Armed counter-terror officers swooped on the central London agency to which they were registered in the early hours of the morning.

The suspects, who are aged 26, 27, 36, 40 and 50, are being held and questioned under the Terrorism Act 2000.

The firm where the arrests were made is now being searched, as well as homes in north and east London.

Sky News crime correspondent Martin Brunt said he understood the men were North Africans employed by the agency to work for Westminster City Council.

He said they had been about to start a day shift that would have included cleaning streets around the House of Commons, where the Pope is due to speak, when they were arrested.

Brunt said: "I was at a briefing last week around the whole issue of the Pope's security and the point was made then that there was no known threat or intelligence to suggest a plot against the Pope.

"What the police are dealing with today is something that has cropped up in the last 24 hours."

Dr Leith Penny, Westminster City Council's director for city management, said: "The UK's security is obviously of critical importance and can never be taken for granted and so our congratulations must go to the police authorities for their swift action today.

"While police investigations are ongoing and no charges have been brought, we can confirm that the people at the centre of the investigation work for one of our contractors, Veolia Environmental Services, who employ 650 on-street staff to keep Westminster's streets clean and free from rubbish.

"Veolia and Westminster City Council work closely with the relevant authorities to constantly ensure that all the people working on their behalf are subject to right to work checks as prescribed by the Home Office to assess their eligibility to work in the country.

"We are confident that these checks are robust and we will continue to work with the police and other authorities during this investigation."

The Pope was told of the arrests this morning, but a spokesman for the Vatican confirmed the itinerary would not change.

"We are calm, the Pope is happy and we go on with the same joy we have had until now," he said.

A spokesman for Scotland Yard said: "Initial searches have not uncovered any hazardous items.

"Today's arrests were made after police received information.

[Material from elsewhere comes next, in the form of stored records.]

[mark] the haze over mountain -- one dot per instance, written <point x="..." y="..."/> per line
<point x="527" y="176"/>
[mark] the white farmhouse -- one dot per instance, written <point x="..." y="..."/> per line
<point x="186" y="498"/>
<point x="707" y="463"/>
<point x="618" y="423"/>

Following initial inquiries by detectives, a decision was made to arrest the five men.

"Following today's arrests the policing arrangements for the Papal visit were reviewed and we are satisfied that our current policing plan remains appropriate."

A spokesperson for the Catholic Bishops' Conference of England and Wales said: "We have absolute confidence in the security operation to protect both the Pope and the public.

"The Pope is enjoying a wonderful visit, warmly welcomed wherever he goes."